Tell us about working with the director Mr. Robert Lieberman.

It was fun! Fun because I had seen his film Table for Five and I had liked it and he had done another ice skating film, though this is not an ice skating film, it is hockey. This is a father and son conflict and in the background is the hockey. It was nice working with him. He knew what he wanted and he was flexible at the same time. He respected my body of work that I bring along. He’s a polite, genuine, funny, warm kind of person. So it worked on both the levels had he been a good director and not a nice person to work with then it would have been not a nice combination, but luckily he’s a nice, warm, affectionate person.
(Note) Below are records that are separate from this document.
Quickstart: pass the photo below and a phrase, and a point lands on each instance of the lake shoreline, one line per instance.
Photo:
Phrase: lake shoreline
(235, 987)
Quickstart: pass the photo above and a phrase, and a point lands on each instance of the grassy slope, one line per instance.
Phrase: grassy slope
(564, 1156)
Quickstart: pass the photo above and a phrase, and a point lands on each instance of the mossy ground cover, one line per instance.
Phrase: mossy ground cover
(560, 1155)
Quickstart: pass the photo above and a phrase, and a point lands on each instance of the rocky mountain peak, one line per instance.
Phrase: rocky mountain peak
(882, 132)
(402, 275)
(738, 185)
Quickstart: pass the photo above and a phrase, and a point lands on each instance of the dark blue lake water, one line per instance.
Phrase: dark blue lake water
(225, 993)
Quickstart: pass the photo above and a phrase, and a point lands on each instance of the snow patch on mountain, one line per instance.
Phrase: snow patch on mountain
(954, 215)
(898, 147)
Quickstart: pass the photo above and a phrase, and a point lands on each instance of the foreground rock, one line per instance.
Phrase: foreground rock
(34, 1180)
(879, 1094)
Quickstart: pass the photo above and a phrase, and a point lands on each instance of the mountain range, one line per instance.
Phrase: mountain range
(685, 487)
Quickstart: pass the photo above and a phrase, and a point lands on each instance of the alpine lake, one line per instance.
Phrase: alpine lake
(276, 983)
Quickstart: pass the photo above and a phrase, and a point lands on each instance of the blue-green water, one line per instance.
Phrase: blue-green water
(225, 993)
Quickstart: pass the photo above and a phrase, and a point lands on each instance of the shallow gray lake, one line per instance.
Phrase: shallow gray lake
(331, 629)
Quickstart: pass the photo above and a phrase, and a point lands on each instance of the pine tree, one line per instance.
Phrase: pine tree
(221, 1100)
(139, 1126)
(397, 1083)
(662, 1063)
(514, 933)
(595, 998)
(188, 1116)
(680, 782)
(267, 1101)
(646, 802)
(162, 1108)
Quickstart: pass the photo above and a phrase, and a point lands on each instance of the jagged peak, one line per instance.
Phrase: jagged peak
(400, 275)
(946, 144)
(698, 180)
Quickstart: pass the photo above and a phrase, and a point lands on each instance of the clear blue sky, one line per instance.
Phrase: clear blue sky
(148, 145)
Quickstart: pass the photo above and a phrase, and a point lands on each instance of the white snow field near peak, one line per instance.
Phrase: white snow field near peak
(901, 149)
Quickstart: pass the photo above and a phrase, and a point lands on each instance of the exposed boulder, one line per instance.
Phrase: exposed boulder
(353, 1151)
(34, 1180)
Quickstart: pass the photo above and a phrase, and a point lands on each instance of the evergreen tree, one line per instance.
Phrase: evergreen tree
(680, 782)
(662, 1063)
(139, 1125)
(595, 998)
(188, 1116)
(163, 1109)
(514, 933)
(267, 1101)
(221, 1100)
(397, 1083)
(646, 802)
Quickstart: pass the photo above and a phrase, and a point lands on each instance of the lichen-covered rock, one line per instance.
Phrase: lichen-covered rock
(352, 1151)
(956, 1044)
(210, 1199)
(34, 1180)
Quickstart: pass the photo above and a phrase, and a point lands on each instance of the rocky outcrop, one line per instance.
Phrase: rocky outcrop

There was such a mix of cast like from you to Rob Lowe to newcomer Vinay. How was it working in that mix of people?

It’s wonderful to work with people who know their craft. You know, it’s Rob Lowe and in that he knows what he’s doing. So it’s wonderful. You get into a sense of silent competition, which is very healthy. You know you think I am now matching the same kind of racehorse I am, let’s see. You start playing these internal funny games with yourself with the idea of growing as an actor, not with an idea of eclipsing the other actors. I’ve done enough work to sort of feel like that. It’s wonderful. Russell Peters is very funny and Camilla Belle though comparatively a newcomer, not much work, but it was wonderful working with them. With newcomers like Vinay, they also bring a certain kind of sincerity, which usually a newcomer always sort of conveys. Newcomers bring a certain amount of unsureity about themselves, which is very, very attractive because it looks real. Their performances look real, which I learn a lot from because we lose that when you do lot of work. You lose a lot of spontaneity. That’s why I work with newcomers, because I learn the value of spontaneity in acting.

And that’s interesting because Vinay told me you seemed to approach this as a first film.
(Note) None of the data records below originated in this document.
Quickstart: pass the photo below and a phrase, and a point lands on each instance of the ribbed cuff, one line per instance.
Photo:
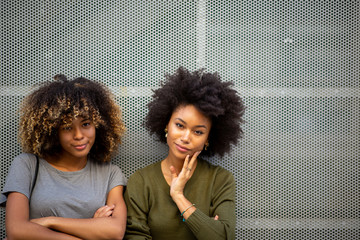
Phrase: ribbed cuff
(196, 220)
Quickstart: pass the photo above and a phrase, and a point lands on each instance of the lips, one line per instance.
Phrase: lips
(80, 147)
(181, 148)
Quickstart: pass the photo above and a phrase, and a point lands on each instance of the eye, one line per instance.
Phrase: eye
(66, 128)
(198, 132)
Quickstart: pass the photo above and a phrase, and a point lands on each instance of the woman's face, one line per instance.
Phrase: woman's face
(77, 138)
(188, 131)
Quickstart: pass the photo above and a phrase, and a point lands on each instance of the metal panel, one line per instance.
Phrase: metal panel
(295, 63)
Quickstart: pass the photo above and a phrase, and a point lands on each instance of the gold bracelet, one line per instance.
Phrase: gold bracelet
(186, 210)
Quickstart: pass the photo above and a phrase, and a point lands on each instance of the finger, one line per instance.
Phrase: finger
(193, 160)
(186, 163)
(173, 172)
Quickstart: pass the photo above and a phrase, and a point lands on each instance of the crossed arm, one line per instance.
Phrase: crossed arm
(18, 225)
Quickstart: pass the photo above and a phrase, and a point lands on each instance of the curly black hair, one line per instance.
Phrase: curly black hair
(213, 98)
(55, 103)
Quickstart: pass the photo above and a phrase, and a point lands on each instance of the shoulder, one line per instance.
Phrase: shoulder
(25, 160)
(205, 166)
(147, 173)
(106, 167)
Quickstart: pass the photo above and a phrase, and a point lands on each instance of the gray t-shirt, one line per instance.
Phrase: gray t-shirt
(63, 194)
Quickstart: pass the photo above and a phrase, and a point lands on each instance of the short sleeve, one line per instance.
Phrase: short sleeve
(117, 178)
(20, 177)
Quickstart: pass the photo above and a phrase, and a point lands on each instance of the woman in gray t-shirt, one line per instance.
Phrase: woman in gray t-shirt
(64, 186)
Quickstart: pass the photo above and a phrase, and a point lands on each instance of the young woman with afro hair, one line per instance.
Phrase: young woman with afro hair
(63, 186)
(184, 196)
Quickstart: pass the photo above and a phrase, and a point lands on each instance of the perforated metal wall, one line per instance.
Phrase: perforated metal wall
(296, 64)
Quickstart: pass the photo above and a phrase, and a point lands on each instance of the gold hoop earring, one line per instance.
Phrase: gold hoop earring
(206, 145)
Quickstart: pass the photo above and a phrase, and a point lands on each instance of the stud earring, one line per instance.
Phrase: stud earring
(206, 145)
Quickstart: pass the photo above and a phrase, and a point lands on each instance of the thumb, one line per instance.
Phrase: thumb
(173, 172)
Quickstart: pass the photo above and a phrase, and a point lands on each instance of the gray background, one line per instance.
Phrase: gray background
(295, 63)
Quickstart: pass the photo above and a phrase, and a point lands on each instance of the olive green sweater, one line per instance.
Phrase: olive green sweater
(152, 214)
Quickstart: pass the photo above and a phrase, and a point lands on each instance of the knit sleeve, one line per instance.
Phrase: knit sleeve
(223, 205)
(137, 209)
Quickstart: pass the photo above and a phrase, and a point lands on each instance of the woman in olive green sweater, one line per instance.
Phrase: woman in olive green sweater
(183, 196)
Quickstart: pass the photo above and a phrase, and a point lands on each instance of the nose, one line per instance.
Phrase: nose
(78, 133)
(185, 137)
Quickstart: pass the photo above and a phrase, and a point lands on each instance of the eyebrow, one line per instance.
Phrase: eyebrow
(203, 126)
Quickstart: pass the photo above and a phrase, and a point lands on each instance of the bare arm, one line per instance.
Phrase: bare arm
(112, 227)
(18, 225)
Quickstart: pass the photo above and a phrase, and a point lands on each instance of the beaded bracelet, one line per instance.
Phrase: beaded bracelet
(186, 210)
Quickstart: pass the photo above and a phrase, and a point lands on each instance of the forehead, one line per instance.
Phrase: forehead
(191, 115)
Yes! Because I like to approach it that way, now that I’m comfortable with myself as an actor, I don’t have to keep proving it now. I don’t feel retired at all and not for another 30 years, yeah at least, thanks, so I approach a film completely from a newcomers’ perspective. I play games with myself as I said earlier. I said, ‘Okay, just let me do this emotion like this’. I try and make my job difficult.

What are audiences are going to love about the film?

It has great performances. It has great joy in telling the story. It’s a story about an underdog which audiences always love, fantastic music, its pacey, and entertaining and I think it’s great!

And you’ve worked with Akshay Kumar as a producer.

I did the film on just one call from Akshay Kumar. I did not even read the script.

Since it is such an amalgamation of cast and crew from all over the world can you see this as a new road for films?

Yes, it is! It is going to be a trend soon. India is accepted because of economic reasons also because Hollywood sees their releases and movies do wonderful business there also. So they will feel the need of including Indian technicians, Indian actors. There will be lot of such movies that will be made.

Breakaway, aka Speedy Singhs, released in India on the 23rd and is making its way into the world including Canada, the US and UK on the 30th! We would like to thank Mr. Kher for speaking with us again. It is always an amazing experience and we wish him all the best.